Alice Dunnigan and Ethel Payne, the first two Black women to be members of the White House press corps, are receiving the first-ever lifetime achievement award named after themselves. The inaugural Dunnigan-Payne Prize for Lifetime Career Achievement will be given at the White House  Correspondents’ Dinner in Washington on Saturday, CBS News reports. The families of Dunnigan and Payne will accept the honor on behalf of the two pioneers who died in 1983 and 1991. 

Dunnigan, the Kentucky-born granddaughter of slaves, had a regular column for a local paper when she was in her 30s. The Kentucky native, who faced hurdles as a Black female journalist, later found a job in Washington, D.C., writing for the Associated Negro Press, a wire service for Black-owned papers.

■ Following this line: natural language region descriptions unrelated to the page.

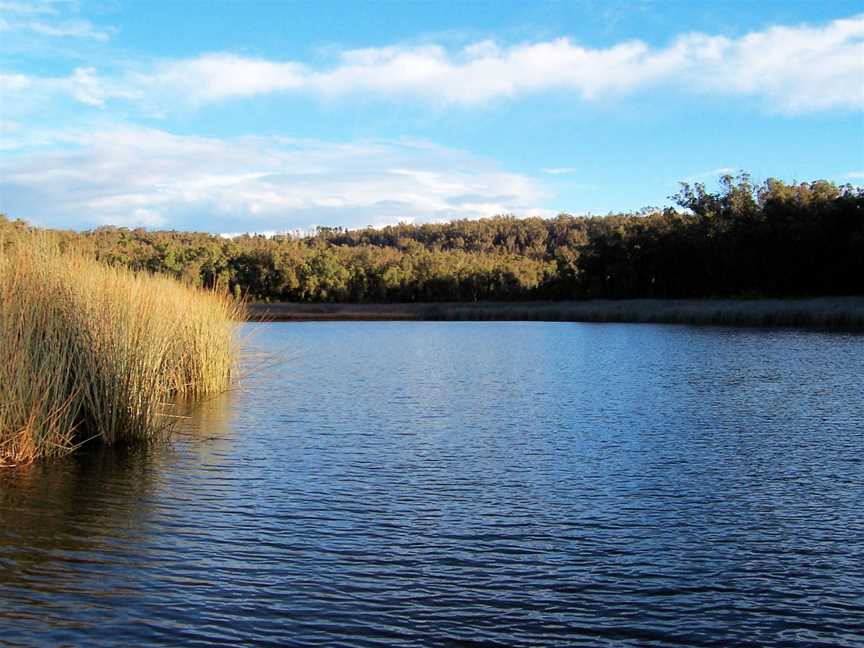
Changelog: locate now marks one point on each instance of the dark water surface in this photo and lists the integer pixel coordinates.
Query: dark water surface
(475, 483)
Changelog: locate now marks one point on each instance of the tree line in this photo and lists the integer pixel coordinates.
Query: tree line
(771, 239)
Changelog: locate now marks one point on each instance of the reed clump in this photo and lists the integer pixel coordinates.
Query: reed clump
(90, 351)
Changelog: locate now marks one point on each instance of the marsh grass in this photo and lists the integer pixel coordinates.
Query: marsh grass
(89, 351)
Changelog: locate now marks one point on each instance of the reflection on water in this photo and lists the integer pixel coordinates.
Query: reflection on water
(432, 483)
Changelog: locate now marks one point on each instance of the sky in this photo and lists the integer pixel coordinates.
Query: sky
(271, 116)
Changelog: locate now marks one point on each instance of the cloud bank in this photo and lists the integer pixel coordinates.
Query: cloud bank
(791, 69)
(147, 177)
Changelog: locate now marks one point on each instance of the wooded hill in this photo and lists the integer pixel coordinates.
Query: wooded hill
(773, 239)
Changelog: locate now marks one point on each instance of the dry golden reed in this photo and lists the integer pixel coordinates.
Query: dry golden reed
(89, 351)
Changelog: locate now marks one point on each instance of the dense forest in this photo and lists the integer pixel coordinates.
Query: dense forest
(772, 239)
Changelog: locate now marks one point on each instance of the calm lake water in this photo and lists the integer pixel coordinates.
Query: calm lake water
(474, 483)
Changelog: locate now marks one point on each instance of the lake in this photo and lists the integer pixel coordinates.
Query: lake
(490, 483)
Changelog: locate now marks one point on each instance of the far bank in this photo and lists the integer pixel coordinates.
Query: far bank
(845, 313)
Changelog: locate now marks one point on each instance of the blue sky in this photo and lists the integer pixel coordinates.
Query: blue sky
(275, 116)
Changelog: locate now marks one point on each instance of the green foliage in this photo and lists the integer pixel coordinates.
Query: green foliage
(742, 240)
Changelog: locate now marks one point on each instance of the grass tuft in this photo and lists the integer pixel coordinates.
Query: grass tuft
(89, 351)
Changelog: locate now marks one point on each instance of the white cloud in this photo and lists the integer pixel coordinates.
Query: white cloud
(792, 69)
(789, 69)
(68, 29)
(32, 20)
(136, 176)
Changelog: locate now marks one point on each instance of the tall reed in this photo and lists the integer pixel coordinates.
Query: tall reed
(89, 351)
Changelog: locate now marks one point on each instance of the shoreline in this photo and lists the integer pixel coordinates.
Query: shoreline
(846, 313)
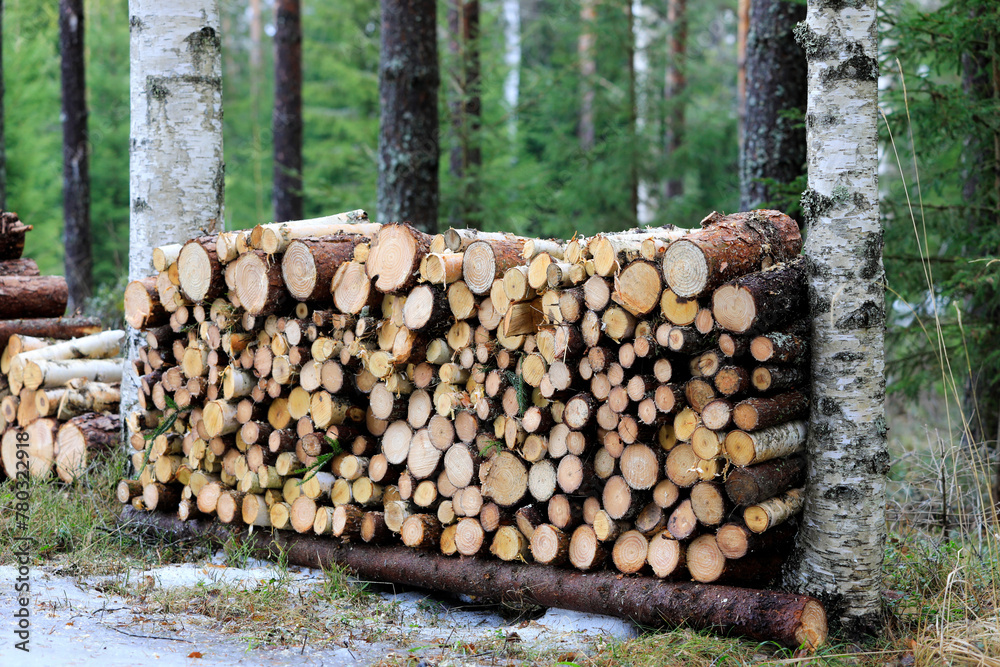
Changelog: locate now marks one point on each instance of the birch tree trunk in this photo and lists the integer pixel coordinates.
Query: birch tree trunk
(774, 145)
(512, 59)
(642, 28)
(466, 111)
(588, 70)
(176, 177)
(839, 553)
(408, 85)
(676, 82)
(76, 173)
(287, 118)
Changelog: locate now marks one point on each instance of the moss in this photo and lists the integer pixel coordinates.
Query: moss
(157, 90)
(868, 315)
(814, 44)
(859, 67)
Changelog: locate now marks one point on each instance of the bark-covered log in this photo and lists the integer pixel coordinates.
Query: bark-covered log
(200, 271)
(308, 266)
(39, 296)
(764, 300)
(728, 247)
(791, 620)
(60, 328)
(12, 233)
(753, 484)
(486, 261)
(24, 268)
(396, 253)
(758, 413)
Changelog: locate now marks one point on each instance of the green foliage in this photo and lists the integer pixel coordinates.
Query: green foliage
(944, 126)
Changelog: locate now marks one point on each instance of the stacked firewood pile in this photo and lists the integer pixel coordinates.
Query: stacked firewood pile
(634, 399)
(58, 376)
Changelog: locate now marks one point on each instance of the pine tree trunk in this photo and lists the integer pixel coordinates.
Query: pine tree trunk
(76, 176)
(408, 125)
(176, 175)
(846, 482)
(982, 186)
(466, 111)
(287, 119)
(774, 146)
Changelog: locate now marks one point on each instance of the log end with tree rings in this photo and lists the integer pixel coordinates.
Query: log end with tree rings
(142, 305)
(685, 268)
(640, 466)
(196, 268)
(638, 286)
(253, 281)
(585, 550)
(665, 555)
(630, 552)
(298, 269)
(734, 308)
(549, 545)
(507, 480)
(352, 288)
(704, 560)
(395, 258)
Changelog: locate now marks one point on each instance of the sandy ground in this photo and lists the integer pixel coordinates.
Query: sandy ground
(75, 621)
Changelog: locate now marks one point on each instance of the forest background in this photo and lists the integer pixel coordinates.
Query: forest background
(539, 176)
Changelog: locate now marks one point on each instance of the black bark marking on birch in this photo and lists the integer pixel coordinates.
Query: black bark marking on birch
(872, 253)
(829, 406)
(814, 45)
(857, 67)
(865, 317)
(843, 494)
(879, 464)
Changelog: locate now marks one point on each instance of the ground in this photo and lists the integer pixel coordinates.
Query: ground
(87, 620)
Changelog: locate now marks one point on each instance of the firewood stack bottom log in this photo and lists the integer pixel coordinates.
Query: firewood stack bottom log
(58, 375)
(635, 400)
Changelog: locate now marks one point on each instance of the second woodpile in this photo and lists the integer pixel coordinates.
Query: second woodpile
(58, 375)
(634, 400)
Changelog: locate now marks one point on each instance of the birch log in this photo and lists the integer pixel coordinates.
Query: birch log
(176, 177)
(842, 542)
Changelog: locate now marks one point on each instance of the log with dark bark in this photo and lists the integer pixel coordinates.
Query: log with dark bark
(24, 268)
(788, 619)
(200, 273)
(757, 413)
(394, 261)
(39, 296)
(751, 485)
(728, 247)
(761, 301)
(12, 233)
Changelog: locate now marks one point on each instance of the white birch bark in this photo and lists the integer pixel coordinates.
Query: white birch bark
(841, 541)
(512, 59)
(175, 161)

“She said the two strikes out against her was that she was Black and that she was female,” the journalist’s granddaughter, Alicia Dunnigan, told CBS News.

Dunnigan made history in 1947, becoming the first Black female reporter credentialed to cover the White House.

Payne also persevered after she was denied admission to law school because she was Black.

“You couldn’t control your opportunities, so you had to be prepared for whatever opportunity came along. Writing, for her, was a natural, something she liked to do,” said Payne’s nephew, James Johnson Jr.

The trailblazer was hired as a Washington reporter for the Chicago Defender, a prominent Black newspaper, in 1951. Payne, who later became the first Black female commentator at CBS News, is also remembered for confronting President Dwight Eisenhower in 1954. The journalist asked the president he would support a ban on segregation in interstate travel.

“I’d like to know if we could assume that we have administration support in getting action on this?” she asked.

“Well, I don’t know what right you say that you have to have administration support. The administration is trying to do what it believes to be decent and just in this country,” Eisenhower responded.

Dunnigan and Payne paved the way for many more Black journalists that came after them.

“She knocked the door down,” Alicia Dunnigan said about her grandmother. “I marvel at all that she did, all that she was, and all that she fought for.”